From: "Erin Carroll" <amoeba () amoebazone com>
Date: Mon, 31 Jul 2006 23:35:26 -0700

Rahul,

Sadly, I have to agree with a large portion of what Paul says. Aside from
some specialised areas or situations, security assessment and penetration
tools have advanced to a point where you could get by with simply taking
canned reports and output and presenting it to your clients. IMHO, this
narrowly qualifies as true pen-testing but even without those tools
pen-testing isn't exactly rocket science. 

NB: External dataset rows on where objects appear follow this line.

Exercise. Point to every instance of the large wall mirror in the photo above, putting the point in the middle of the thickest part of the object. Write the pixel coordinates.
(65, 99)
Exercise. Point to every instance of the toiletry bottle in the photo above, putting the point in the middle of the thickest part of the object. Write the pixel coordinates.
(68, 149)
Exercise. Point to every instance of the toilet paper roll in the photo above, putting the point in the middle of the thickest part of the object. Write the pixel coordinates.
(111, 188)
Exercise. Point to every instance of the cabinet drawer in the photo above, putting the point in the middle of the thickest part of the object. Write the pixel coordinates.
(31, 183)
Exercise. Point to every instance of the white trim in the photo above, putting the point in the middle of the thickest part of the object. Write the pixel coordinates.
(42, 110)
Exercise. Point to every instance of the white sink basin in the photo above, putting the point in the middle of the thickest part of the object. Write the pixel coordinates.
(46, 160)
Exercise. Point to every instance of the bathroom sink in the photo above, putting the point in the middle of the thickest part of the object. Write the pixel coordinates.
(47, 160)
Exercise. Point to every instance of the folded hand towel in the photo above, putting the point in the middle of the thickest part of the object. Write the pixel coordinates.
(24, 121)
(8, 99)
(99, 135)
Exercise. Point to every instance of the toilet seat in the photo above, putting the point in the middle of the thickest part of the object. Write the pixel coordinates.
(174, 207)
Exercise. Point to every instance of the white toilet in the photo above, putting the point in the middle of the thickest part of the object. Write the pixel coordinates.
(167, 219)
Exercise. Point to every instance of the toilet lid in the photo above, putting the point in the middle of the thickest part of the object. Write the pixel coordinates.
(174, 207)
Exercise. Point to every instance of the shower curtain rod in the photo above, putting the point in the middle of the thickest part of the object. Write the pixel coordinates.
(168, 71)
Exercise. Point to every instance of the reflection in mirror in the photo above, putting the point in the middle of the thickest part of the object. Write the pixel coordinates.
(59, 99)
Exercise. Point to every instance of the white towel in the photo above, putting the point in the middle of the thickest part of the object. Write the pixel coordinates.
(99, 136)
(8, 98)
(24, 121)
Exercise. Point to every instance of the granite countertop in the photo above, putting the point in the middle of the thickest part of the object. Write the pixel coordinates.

Now being a *good* pen-tester... That's the real distinction. It's one thing
to be comfortable and proficient with pen-test tools (nessus, Core IMPACT,
Metasploit, webinspect, password tools.. the list is long) so that you can
present reliable results and recommendations. It's another thing entirely to
take those tools and wring every last ounce of performance and use from
them. Paul's Mario Andretti metaphor is a good one. The good pen-testers not
only understand and can interpret the information they gather but also
understand in detail the underlying processes and implications of what they
see (or don't see). Being able to infer from a limited dataset what
weaknesses exist and how to fully take advantage of them is not an easy
thing to pick up. It requires time, patience, experience, and a healthy dose
of paranoia. While your coding background will be of help, especially if you
want to code or modify existing exploits or tool modules, it's not as
relevant as understanding the tcp/ip stack or other more basic technical
knowledge... And being able to see the big picture from the bits and pieces
you collect.

The really rare pen-tester not only has the technical chops but can
communicate them in ways that even a 3yr old (or executive heh) could
understand. I've met people with technical depth who can run rings around me
but with very few exceptions couldn't communicate their way out of a wet
paper bag. I've also met people who are effective communicators but wouldn't
know a SYN ACK if it bit them in the nether regions. The ability to take
complex data and present it in an easy to understand format is difficult.
The fun part of pen-testing is the actual pen-testing itself... The hard
part (and the most time consuming) is writing it all down and documenting
the findings.

In my experience the day-to-day of the pen-tester experience can be summed
up pretty easily: "10 minutes of thrills followed by 10 hours of utter
boredom."

Hope that helps.


--
Erin Carroll
Moderator
SecurityFocus pen-test list
"Do Not Taunt Happy-Fun Ball" 


-----Original Message-----
From: Paul Melson [mailto:pmelson () gmail com] 
Sent: Friday, July 28, 2006 12:28 PM
To: rahul.joshi2 () googlemail com
Cc: pen-test () securityfocus com
Subject: RE: What is being a pen tester really like?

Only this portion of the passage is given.